A memorial has sprung up at Canandaigua Motorsports Park in Canandaigua, N.Y., where Kevin Ward, Jr., was killed on Saturday. ASSOCIATED PRESS
Tony Stewart has not announced whether he will drive this weekend in the NASCAR Sprint Cup Pure Michigan 400 at Michigan International Speedway, but in an email to The Blade on Monday, his spokesman said the decision to compete will rest with Stewart.
"The decision to compete in this weekend’s NASCAR Sprint Cup Series event at Michigan will be Tony’s, and he will have as much time as he needs to make that decision," Mike Arning, director of communication of True Speed Communication, wrote in an email to The Blade. "It is still an emotional time for all involved, Tony included. He is grieving, and grief doesn’t have a timetable."

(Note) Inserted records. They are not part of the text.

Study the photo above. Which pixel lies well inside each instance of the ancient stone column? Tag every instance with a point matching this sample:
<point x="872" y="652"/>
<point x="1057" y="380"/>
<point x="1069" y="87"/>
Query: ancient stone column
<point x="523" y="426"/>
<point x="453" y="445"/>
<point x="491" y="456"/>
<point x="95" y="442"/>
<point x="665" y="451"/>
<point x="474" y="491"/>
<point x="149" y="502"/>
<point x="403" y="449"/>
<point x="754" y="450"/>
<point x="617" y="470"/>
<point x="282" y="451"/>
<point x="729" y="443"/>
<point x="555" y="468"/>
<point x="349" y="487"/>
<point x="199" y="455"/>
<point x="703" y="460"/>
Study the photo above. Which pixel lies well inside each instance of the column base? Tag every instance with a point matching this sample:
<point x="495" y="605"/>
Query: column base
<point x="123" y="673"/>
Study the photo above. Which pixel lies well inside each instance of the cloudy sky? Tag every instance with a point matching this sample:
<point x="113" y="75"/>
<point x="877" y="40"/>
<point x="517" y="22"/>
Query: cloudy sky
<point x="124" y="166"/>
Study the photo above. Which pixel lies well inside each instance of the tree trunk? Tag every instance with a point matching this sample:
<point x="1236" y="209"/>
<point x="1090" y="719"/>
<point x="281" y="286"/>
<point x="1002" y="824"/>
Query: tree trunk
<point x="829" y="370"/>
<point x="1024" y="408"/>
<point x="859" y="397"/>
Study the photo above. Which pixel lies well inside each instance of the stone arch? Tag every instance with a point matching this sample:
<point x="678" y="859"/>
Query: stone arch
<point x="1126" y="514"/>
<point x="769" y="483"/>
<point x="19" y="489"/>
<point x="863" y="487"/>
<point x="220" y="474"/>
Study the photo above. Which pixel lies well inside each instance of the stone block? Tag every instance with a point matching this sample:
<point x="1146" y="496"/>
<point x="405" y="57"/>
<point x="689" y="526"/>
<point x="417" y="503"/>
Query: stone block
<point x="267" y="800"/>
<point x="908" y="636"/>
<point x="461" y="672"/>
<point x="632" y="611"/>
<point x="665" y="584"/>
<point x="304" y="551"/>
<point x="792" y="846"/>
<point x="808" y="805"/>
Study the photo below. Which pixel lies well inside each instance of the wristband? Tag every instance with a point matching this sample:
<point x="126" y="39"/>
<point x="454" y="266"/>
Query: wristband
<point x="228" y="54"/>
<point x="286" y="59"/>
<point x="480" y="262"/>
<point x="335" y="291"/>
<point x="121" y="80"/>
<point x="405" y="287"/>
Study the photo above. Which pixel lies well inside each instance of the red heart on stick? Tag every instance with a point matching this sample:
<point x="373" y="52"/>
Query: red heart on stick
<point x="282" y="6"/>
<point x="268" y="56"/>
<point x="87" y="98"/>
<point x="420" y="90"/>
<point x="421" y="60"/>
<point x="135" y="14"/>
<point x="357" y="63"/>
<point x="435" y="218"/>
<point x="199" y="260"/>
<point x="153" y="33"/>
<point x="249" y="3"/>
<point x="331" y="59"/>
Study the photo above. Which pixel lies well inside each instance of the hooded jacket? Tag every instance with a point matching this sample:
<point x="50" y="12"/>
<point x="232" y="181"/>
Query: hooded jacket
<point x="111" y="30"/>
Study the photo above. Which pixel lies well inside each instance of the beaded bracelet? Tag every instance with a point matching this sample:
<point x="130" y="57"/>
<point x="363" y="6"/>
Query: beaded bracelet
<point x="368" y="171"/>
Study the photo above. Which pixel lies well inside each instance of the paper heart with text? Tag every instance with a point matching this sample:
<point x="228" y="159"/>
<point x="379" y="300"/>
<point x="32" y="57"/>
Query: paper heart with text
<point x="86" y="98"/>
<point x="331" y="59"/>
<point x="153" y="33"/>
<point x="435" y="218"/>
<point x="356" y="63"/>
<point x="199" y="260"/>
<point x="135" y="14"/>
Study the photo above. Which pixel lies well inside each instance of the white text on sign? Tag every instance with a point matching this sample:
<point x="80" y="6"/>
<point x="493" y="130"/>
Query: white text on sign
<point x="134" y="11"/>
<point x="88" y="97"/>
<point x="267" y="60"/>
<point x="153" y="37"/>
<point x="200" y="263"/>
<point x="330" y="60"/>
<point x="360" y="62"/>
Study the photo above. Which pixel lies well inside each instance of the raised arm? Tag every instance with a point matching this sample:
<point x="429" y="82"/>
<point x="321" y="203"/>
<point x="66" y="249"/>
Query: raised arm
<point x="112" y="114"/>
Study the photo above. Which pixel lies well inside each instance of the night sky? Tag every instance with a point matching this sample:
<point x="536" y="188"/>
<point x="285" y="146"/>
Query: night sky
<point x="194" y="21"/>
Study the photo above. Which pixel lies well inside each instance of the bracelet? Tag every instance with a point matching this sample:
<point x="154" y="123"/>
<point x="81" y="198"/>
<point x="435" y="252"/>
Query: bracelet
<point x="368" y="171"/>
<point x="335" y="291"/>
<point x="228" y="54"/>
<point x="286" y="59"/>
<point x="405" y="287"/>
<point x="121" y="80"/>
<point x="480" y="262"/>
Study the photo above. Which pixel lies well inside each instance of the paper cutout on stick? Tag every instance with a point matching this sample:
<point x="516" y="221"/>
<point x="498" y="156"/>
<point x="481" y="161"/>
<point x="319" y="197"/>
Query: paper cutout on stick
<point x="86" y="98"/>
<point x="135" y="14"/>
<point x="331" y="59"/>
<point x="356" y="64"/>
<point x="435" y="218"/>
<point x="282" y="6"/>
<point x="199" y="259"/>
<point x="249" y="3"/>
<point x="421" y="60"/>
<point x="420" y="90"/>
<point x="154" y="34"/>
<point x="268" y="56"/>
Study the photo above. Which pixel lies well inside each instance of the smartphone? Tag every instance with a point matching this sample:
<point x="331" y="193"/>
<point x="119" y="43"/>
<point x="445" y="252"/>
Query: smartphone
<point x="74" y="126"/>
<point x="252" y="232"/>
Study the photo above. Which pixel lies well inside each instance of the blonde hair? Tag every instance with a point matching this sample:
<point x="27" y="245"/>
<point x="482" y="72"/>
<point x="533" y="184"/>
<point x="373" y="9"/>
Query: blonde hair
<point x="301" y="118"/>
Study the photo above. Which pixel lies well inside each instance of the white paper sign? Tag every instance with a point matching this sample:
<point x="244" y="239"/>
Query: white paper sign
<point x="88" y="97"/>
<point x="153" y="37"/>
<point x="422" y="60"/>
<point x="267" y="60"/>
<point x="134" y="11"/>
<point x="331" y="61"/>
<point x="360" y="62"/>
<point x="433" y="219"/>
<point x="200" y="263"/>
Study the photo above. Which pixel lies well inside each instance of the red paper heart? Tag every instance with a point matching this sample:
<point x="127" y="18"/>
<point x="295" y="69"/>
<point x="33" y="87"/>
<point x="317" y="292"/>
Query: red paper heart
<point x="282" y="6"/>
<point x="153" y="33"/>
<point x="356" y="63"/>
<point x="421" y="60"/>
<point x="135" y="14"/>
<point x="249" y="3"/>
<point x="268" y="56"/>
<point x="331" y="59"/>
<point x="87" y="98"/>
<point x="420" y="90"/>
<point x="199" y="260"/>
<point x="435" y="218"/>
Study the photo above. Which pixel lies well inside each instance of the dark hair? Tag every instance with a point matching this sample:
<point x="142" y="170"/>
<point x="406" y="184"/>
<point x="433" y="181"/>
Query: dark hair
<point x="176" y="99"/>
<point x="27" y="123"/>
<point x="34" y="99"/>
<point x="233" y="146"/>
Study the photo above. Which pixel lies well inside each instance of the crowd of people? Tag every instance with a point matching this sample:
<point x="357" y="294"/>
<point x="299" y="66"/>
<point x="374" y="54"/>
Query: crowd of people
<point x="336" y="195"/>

Stewart was involved in the death of Kevin Ward, Jr., following an on-track collision Saturday night at a dirt track in Canandaigua, N.Y. Stewart did not drive in the Cheez-it 355 at Watkins Glen International.
The Pure Michigan 400 is scheduled for 1 p.m. on Sunday, and qualifying is at 4:40 p.m. Friday on the 2-mile superspeedway in Brooklyn, Mich.
Ontario (N.Y.) County Sheriff Philip Povero said in a live-streamed news conference on Monday that no criminal charges are currently pending against Stewart, but an investigation into Ward’s death remains open. Povero said an autopsy by the Ontario County coroner revealed that Ward died of massive blunt trauma.
“At this time, there are no facts that exist that support any criminal behavior or conduct or any probable cause of a criminal act in this investigation,” Povero said.
Amateur video footage posted and circulated online showed that Stewart’s sprint car collided with Ward’s car, which went into the wall at Canandaigua Motorsports Park. With the race under caution, the 20-year-old Ward got out of his car and ran toward the middle of the dimly lit track, pointing as Stewart's car approached. Stewart appeared to maneuver his car out of the way as Ward stood on the track, but the car made contact with Ward.
In a matter of seconds, ambulances and medical personnel began to treat Ward on the track. Ward was pronounced dead on arrival at a local hospital at 11:15 p.m. on Saturday, 45 minutes after the accident.
Stewart has already canceled one appearance at a short track this weekend. Plymouth (Ind.) Speedway — about 25 miles south of South Bend, Ind. — said in a statement on its Web site late Sunday night that Stewart will not race Saturday in a sprint car race at the track in his home state.
Regan Smith drove Sunday at Watkins Glen in place of Stewart. Smith finished 37th after he was involved in a four-car wreck on the 82nd lap of the Cheez-It 355.
“It's a tough time for everybody,” AJ Allmendinger said after he won Sunday’s Cheez-It 355. “The NASCAR community, as a whole we're a family, and when anything like that happens, it's something that you don't just kind of erase and you forget about. And all of our thoughts and prayers, and it may not seem like it, or I wish there was more to do, but it goes to the Ward family and what happened. It also goes to Tony because it's not like he's sitting there and forgetting about it. It's a tough scenario.”